- Born: 27 February 1898 Bermondsey, England
- Died: 6 July 1990 (aged 92)
- Occupation: British Intelligence Services
- Years active: 1916–1958

= Kathleen Pettigrew =

British civil servant and member intelligence services

Kathleen Pettigrew (1898–1990) started as a secretary within the police and reached the most senior roles during her long career in the British Intelligence services during the First and Second World Wars. She is better known as inspiration for Miss Moneypenny in the James Bond novels and films.

== Biography ==
Pettigrew was born 27 February 1898 in Bermondsey in London to William and Ellen Pettigrew and had one surviving elder sister, Ellen. Her father had been in casual work as a sealskin dresser, but soon after she was born the family moved to Westminster and both her parents became proprietors of a chandler's shop.
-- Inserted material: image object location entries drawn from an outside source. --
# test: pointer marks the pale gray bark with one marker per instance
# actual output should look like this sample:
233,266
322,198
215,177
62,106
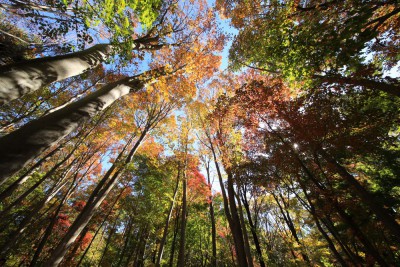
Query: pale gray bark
25,144
29,76
25,77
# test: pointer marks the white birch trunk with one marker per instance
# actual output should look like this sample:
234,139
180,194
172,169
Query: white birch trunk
25,77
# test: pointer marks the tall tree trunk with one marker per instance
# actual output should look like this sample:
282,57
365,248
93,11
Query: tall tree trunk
236,227
96,198
369,199
388,85
253,230
165,233
53,221
292,229
345,217
101,225
182,240
126,243
245,235
212,217
176,229
23,145
25,77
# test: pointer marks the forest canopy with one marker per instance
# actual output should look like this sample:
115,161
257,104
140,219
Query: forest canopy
199,133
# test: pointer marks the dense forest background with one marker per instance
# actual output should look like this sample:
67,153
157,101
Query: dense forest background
125,142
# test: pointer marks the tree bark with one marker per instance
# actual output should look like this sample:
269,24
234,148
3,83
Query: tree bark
381,213
388,85
253,230
236,227
245,235
182,240
212,217
25,77
23,145
96,198
164,237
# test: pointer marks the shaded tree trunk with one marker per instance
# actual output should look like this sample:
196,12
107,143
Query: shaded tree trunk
165,233
96,198
245,235
236,227
25,77
25,144
182,240
176,229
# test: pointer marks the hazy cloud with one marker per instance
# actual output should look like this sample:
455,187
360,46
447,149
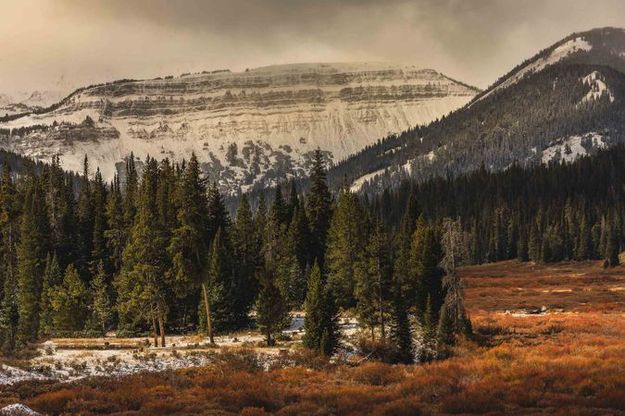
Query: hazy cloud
91,41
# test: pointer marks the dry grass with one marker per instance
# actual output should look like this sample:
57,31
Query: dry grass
568,361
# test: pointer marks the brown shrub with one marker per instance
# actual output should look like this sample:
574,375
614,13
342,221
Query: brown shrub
376,374
53,403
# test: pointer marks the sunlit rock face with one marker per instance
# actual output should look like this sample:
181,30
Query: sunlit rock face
248,128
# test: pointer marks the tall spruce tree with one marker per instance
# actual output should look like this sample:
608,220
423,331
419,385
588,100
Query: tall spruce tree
346,244
31,254
70,303
319,207
141,285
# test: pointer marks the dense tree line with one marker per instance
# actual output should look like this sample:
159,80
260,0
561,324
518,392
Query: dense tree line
159,253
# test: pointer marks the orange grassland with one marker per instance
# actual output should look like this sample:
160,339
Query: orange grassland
567,360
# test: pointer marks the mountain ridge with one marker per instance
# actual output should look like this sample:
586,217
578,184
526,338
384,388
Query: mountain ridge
567,93
248,128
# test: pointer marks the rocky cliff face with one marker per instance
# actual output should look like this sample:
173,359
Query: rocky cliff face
248,128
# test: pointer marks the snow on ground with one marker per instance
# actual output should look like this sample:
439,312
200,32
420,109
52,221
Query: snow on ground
559,53
17,409
569,149
597,86
68,359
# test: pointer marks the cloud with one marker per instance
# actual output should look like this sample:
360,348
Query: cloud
475,41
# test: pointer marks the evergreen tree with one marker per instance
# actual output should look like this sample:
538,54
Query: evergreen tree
85,222
346,243
217,296
246,251
141,287
115,233
189,241
101,307
31,253
374,282
426,274
454,255
99,252
612,247
400,330
9,217
70,302
52,278
280,209
272,310
321,323
319,208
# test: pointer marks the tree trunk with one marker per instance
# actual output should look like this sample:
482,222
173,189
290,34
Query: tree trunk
154,329
209,321
161,326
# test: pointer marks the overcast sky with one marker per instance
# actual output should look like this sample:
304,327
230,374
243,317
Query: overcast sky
88,41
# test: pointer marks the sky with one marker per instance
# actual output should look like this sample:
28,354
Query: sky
52,44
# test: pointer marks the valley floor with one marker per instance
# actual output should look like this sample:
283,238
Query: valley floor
550,339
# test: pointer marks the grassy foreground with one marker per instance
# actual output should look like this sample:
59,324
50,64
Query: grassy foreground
550,340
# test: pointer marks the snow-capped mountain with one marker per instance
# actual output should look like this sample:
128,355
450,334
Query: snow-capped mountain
248,128
567,101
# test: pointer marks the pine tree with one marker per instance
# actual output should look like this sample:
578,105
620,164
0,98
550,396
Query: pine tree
374,282
141,285
280,209
246,251
454,255
272,310
9,216
52,278
70,302
85,222
115,233
189,241
321,323
319,208
427,275
99,251
400,330
346,243
534,244
612,246
101,307
219,305
31,253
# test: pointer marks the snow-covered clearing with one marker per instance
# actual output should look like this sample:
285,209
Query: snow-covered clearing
68,359
17,409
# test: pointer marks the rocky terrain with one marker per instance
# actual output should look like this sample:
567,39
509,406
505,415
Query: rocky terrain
248,128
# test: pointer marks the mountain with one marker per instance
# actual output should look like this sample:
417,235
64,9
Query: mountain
566,101
247,128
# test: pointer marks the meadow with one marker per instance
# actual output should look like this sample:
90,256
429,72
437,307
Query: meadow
549,339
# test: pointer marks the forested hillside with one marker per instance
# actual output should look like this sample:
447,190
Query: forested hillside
160,253
567,98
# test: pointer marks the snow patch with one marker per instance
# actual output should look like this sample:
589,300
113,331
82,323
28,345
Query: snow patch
358,183
598,87
570,148
17,409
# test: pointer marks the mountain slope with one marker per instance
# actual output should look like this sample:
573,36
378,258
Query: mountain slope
248,129
566,101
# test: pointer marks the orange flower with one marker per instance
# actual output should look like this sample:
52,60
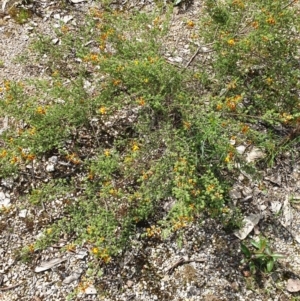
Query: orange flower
231,42
190,24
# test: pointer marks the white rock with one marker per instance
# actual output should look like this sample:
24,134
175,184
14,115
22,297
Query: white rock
53,159
46,265
90,290
67,18
241,149
254,154
249,223
50,167
77,1
23,213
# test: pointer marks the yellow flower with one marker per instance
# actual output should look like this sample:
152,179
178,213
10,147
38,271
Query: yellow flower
102,110
95,250
271,21
219,106
135,147
186,125
141,101
190,24
210,187
231,42
255,24
3,154
269,81
227,159
40,110
116,82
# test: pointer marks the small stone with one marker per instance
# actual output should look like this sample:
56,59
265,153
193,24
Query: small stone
90,290
129,283
23,213
50,167
241,149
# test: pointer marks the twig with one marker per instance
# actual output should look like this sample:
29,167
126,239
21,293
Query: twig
198,50
10,287
182,261
290,3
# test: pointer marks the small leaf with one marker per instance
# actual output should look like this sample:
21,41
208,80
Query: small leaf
268,251
176,2
277,256
259,255
252,267
245,251
255,244
270,265
293,285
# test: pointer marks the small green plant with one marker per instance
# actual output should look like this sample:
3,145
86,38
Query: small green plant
20,15
260,257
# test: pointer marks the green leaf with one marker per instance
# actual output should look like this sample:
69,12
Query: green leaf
245,251
176,2
277,255
255,244
259,255
270,265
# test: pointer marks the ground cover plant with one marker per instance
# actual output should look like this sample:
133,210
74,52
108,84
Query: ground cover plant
134,131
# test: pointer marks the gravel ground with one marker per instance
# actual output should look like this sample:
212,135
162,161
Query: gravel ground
203,263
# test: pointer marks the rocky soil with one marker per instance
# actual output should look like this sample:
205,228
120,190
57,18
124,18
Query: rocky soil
202,264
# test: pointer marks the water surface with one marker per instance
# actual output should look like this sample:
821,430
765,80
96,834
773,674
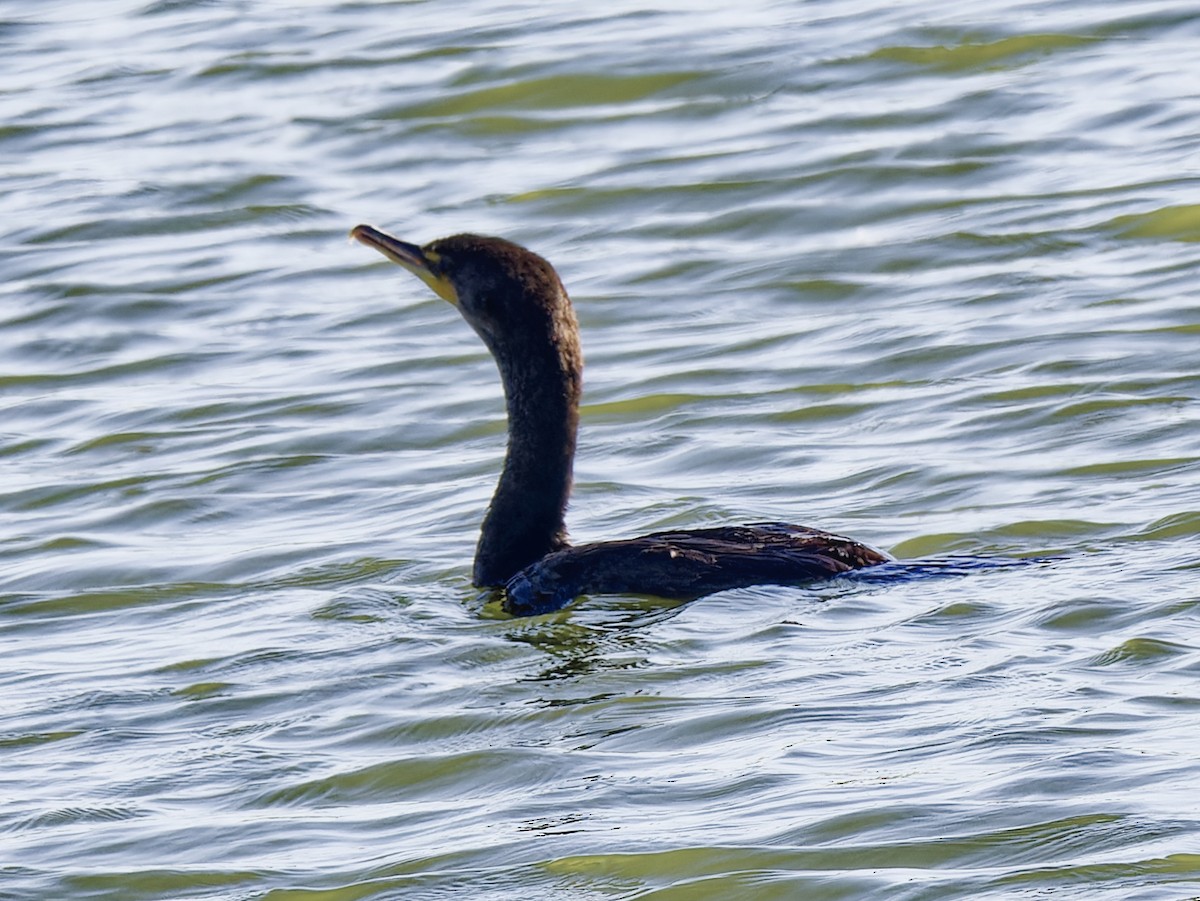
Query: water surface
921,274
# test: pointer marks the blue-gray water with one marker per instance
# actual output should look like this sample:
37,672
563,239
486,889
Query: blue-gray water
924,274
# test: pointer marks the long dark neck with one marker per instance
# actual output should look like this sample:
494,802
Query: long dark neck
526,518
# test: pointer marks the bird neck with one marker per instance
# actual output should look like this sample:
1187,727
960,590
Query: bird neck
526,518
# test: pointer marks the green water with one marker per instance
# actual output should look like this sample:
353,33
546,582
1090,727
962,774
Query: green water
921,274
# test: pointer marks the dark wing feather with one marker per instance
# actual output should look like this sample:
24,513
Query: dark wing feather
684,565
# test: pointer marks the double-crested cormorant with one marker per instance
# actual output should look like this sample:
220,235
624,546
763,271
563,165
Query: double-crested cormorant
517,305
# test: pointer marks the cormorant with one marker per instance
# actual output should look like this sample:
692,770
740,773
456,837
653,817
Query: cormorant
516,302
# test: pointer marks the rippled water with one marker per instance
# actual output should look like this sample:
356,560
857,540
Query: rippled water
923,274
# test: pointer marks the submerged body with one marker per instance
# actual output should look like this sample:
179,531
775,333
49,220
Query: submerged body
515,301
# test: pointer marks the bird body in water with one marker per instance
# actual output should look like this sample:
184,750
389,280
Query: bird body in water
516,302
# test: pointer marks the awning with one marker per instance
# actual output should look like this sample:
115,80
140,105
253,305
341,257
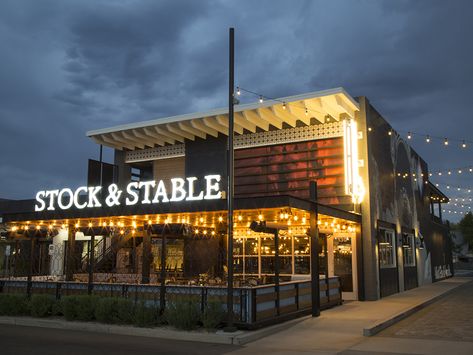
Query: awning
323,106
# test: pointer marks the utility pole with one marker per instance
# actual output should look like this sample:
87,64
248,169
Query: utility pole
231,85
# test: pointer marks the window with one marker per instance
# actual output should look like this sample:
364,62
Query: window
387,248
408,249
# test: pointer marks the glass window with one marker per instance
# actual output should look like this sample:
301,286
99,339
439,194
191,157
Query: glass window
237,246
267,245
301,245
251,246
238,265
267,265
285,245
408,249
251,265
387,248
301,264
285,265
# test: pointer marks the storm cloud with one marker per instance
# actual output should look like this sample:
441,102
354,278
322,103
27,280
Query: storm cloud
69,67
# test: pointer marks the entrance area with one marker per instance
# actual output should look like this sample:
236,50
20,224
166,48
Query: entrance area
342,262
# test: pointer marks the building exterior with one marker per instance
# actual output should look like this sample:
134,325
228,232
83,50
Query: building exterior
378,215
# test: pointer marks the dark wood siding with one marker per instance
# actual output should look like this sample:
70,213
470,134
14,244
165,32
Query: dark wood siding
287,169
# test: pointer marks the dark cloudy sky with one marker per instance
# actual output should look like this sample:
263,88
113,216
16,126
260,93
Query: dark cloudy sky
71,66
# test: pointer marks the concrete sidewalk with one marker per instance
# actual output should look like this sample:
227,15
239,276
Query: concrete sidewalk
336,329
341,328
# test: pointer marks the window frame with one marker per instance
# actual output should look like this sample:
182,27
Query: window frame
382,248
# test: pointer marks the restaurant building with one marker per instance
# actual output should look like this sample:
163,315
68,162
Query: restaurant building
163,201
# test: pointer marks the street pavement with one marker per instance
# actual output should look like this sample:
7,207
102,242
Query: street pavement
19,340
444,327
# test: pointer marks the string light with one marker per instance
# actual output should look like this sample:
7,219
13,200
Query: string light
410,134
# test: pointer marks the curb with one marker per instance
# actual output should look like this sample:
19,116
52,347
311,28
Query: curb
238,338
378,326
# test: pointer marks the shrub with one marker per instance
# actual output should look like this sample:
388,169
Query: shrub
213,315
146,315
41,305
183,313
114,310
13,305
79,307
57,308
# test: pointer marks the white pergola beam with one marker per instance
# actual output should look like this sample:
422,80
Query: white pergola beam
212,123
132,137
147,138
121,138
200,125
284,114
169,134
314,106
299,111
160,137
241,121
114,141
177,130
223,120
267,115
185,126
254,118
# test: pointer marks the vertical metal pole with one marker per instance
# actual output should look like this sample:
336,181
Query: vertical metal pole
31,266
135,266
327,291
276,270
231,86
145,267
314,251
101,166
90,285
162,291
70,262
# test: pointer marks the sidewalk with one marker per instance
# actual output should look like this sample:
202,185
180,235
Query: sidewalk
342,327
335,330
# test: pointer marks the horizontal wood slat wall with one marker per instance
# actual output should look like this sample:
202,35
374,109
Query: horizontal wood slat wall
287,169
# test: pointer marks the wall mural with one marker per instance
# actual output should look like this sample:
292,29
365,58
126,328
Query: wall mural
399,195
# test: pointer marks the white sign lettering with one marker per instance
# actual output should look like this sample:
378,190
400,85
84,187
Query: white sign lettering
143,192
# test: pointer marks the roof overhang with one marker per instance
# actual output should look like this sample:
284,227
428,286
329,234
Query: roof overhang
334,104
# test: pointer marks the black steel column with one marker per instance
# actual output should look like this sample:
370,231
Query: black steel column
276,270
231,86
314,251
135,266
30,265
90,285
145,267
70,262
162,291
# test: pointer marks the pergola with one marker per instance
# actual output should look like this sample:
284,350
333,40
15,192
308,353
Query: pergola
323,106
Her mother Ellen Pettigrew continued with the shop after her husband died in 1915.

Kathleen Pettigrew attended St Martin-in-the-Fields School for Girls until 1906. After training as a secretary from when she was 14, probably at Pitman Metropolitan School, Kathleen Pettigrew started work at 18 in 1916, in the London Metropolitan police Special Branch during the First World War. Her sister already worked as a registry clerk there. Kathleen Pettigrew produced transcripts of the interrogation of suspected German spies, including Mata Hari in addition to typing and filing confidential documents. In March 1917 she recorded the transcript of questioning a suspicious Russian man known as both Count de Borch and Anton Baumberg. He was subsequently killed by Douglas Malcolm because he was having an affair with his wife. Pettigrew was called as a witness at the coroner's inquest.

After the war ended, Pettigrew joined MI6 where she worked for 37 years to became the most senior secretary in the organisation, working with five of its chiefs. She accompanied at least one of them, Stewart Menzies at meetings with Winston Churchill. During the Second World War she was involved in message transmission within Bletchley Park as well as communication with overseas field agents. She was a key point in the flow of information to and from the head of MI6 and at times acted independently on his behalf.

Pettigrew was made OBE in 1958 when she retired as a Senior Chief Executive Officer in the Foreign Office, after being previously awarded an MBE in 1946. In retirement she lived in Sidmouth, Devon but was still sometimes called upon for her historical knowledge of MI6.

Her life-long appreciation of parakeets began when some were kept in a pub near her family home in Westminster. She died at the age of 92 on 6 July 1990 in hospital and was buried in Sidmouth Cemetery.